Morreu ontem aos 63 anos, o cantor Blecaute

RIO - Aos 63 anos, depois de uma doença prolongada, morreu ontem, às 12h45, no hospital Cardoso Fontes, Blecaute, o "General da Banda", cantor de sucessos como "Maria Candelária" e "Maria Escandalosa". Ele será enterrado hoje, no cemitério São João Batista.
Blecaute, uma das mais conhecidas figuras do Carnaval, sempre presente nas chanchadas da Atlântida, na década de 50, estava afastado da vida artística por causa do seu estado de saúde. Sofria de hipertensão arterial que, segundo os médicos do hospital Cardoso Fontes, originou outros males.
No seu atestado de óbito consta como causas da morte, além de hipertensão, choque cardiogênito, cardiopatia hipertensiva, insuficiência renal crônica e hemorragia subaracnóide. Blecaute, cujo nome era Otávio Henrique de Oliveira, foi internado na sexta-feira passada e nos últimos dois dias estava no CTI.

Folião empolgado e malicioso

O Carnaval perdeu o seu "General da Banda", uma figura que se tornou quase tão famosa do Rio quanto o antigo "Zé Pereira". Vestido com uma farda engalanada, como a de um regente das bandinhas do Interior, o cantor Blecaute abria a folia carioca, nos anos 50 e parte dos 60, desfilando na Cinelândia ao som do samba "General da Banda", de Tancredo Silva, Sátiro de Melo e José Alcides, seu primeiro grande sucesso, gravada em 1949, e que é, sem dúvida, uma das melhores músicas do Carnaval de todos os tempos.

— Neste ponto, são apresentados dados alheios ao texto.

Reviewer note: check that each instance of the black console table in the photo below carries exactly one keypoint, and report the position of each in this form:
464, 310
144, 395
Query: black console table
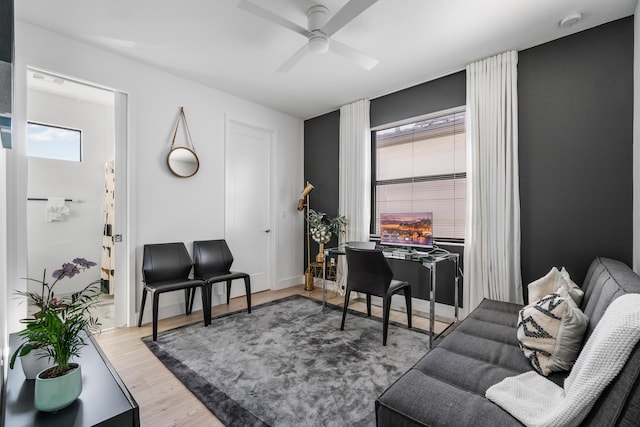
104, 401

Nos últimos anos, muito doente e com várias internações em hospitais, ele já estava praticamente afastado das festas momescas. Mas as músicas que cantava continuam animando os foliões. Quem não se lembra de "Maria Candelária", "Papai Adão", "Piada de Salão" ou "Maria Escandalosa"?

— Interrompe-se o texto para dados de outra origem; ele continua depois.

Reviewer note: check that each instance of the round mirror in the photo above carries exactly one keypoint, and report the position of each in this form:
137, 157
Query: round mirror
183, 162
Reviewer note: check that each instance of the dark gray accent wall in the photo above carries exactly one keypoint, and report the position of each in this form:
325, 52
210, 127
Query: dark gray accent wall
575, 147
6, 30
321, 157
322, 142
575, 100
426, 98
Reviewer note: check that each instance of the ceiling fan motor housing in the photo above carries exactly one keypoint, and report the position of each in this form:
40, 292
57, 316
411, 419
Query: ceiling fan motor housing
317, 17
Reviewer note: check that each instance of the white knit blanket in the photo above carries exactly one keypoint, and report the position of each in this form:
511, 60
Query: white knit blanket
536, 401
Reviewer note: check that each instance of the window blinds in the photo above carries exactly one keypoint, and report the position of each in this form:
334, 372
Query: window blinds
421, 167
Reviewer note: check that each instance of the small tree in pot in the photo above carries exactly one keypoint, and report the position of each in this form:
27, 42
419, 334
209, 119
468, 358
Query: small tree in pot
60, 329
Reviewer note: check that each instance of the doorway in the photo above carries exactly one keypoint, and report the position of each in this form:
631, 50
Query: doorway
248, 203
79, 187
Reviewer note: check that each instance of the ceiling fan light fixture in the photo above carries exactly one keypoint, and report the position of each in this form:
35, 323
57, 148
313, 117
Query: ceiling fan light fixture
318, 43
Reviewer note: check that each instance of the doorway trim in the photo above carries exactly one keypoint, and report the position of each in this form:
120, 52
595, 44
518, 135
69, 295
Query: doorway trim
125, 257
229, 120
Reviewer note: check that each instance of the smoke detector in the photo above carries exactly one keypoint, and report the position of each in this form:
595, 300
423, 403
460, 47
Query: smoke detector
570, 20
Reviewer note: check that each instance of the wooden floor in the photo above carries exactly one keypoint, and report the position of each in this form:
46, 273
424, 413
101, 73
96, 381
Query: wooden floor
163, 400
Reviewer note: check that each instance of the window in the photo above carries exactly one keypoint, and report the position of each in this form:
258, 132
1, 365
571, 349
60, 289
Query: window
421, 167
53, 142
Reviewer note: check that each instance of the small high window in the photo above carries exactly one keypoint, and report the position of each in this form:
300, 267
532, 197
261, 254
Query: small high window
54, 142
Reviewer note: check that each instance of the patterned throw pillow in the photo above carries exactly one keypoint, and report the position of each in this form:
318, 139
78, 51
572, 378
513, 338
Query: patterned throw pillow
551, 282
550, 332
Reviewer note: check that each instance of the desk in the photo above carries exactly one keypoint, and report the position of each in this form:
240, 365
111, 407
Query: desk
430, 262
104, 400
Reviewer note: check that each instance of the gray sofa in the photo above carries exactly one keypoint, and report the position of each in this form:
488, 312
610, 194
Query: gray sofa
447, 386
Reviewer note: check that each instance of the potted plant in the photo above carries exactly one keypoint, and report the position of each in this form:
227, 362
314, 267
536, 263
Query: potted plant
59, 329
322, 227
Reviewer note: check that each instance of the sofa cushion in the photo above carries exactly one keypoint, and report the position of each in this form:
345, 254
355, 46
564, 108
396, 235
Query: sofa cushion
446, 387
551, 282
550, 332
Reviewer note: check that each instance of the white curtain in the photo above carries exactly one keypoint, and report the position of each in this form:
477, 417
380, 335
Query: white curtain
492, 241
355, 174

Assim como a seleção brasileira de futebol teve seus tempos inesquecíveis com Pelé, Mané Guarrincha, Nilton Satos e Didi, também a música carnavalesca teve, no passado, seus grandes e insuperáveis intérpretes. Blecaute, por sua empolgação, seu ritmo e a potência de sua voz (além da malícia que sabia transmitir como, por exemplo, em "Piada de Salão" ou "Papai Adão") pertencia ao primeiro time, junto com Emilinha, Marlene, Jorge Veiga, Jorge Goulart e outros que tiveram a sorte de cantar na rádio Nacional do Rio, no auge da audiência.
Seu nome era Otávio Henrique de Oliveira. O apelido de "Black-out", depois simplesmente Blecaute, lhe foi dado pelo Capitão Furtado, em São Paulo, quando começou a cantar nas rádios paulistanas. Nascido em Pinhal, interior paulista, em 19 de novembro de 1919 e registrado em 5 de dezembro do mesmo ano (daí as confusões quanto à data de seu nascimento), veio para a Capital ainda menino, quando ficou órfão de pai e mãe. Depois de trabalhar alguns anos como engraxate e entregador de jornais, tentou um programa de calouros na rádio Tupi e iniciou carreira de cantor.
Mudou-se para o Rio em 1942, trabalhando em várias rádios. Dois anos depois, gravou seu primeiro disco, com "Eu Agora Sou Casado", de Cristovão de Alencar - Alcibíades Nogueira, na Continental. Mas o sucesso só aconteceu em 1949, com "Pedreiro Valdemar" (Wilson Batista e Roberto Martins), falando do drama do homem "que constrói o dia inteiro e não tem casa para morar", e "General da Banda". O encontro com a dupla de compositores Armando Cavalcanti e Clécios Caldas foi promissor: são deles os sucessos carnavalescos que Blecaute gravou a seguir, como "Papai Adão" (1951), "Maria Candelária" (1952), "Piada de Salão" (1954) e "Maria Escandalosa" (1955). A partir daí, o cantor fez sucessos relativos ("Quero Morrer no Rio", "Chora, Doutor", Samba do Lê-Lê-Lê"), declinando juntamente com a qualidade das músicas carnavalescas que passaram a ser compostas no País.
Mas nem só no Carnaval Blecaute será sempre lembrado. Compositor nas horas vagas, é autor da canção "Natal das Crianças", que gravou em 1952, e que hoje é presença importante no cancioneiro de músicas de fim de ano. Compôs também "Iansã", para o Carnaval de 1973.
Pobre e quase sem poder trabalhar em shows por causa de suas doenças (bronquite, pressão alta e problemas do coração), Blecaute morreu sem realizar seu último sonho: gravar um LP relembrando 30 anos de Carnaval. Nenhuma gravadora mostrou interesse pelo projeto. Aliás, há muitos anos nenhuma delas se interessava mais por um velho cantor chamado Blecaute que, um dia, foi o "General da Banda".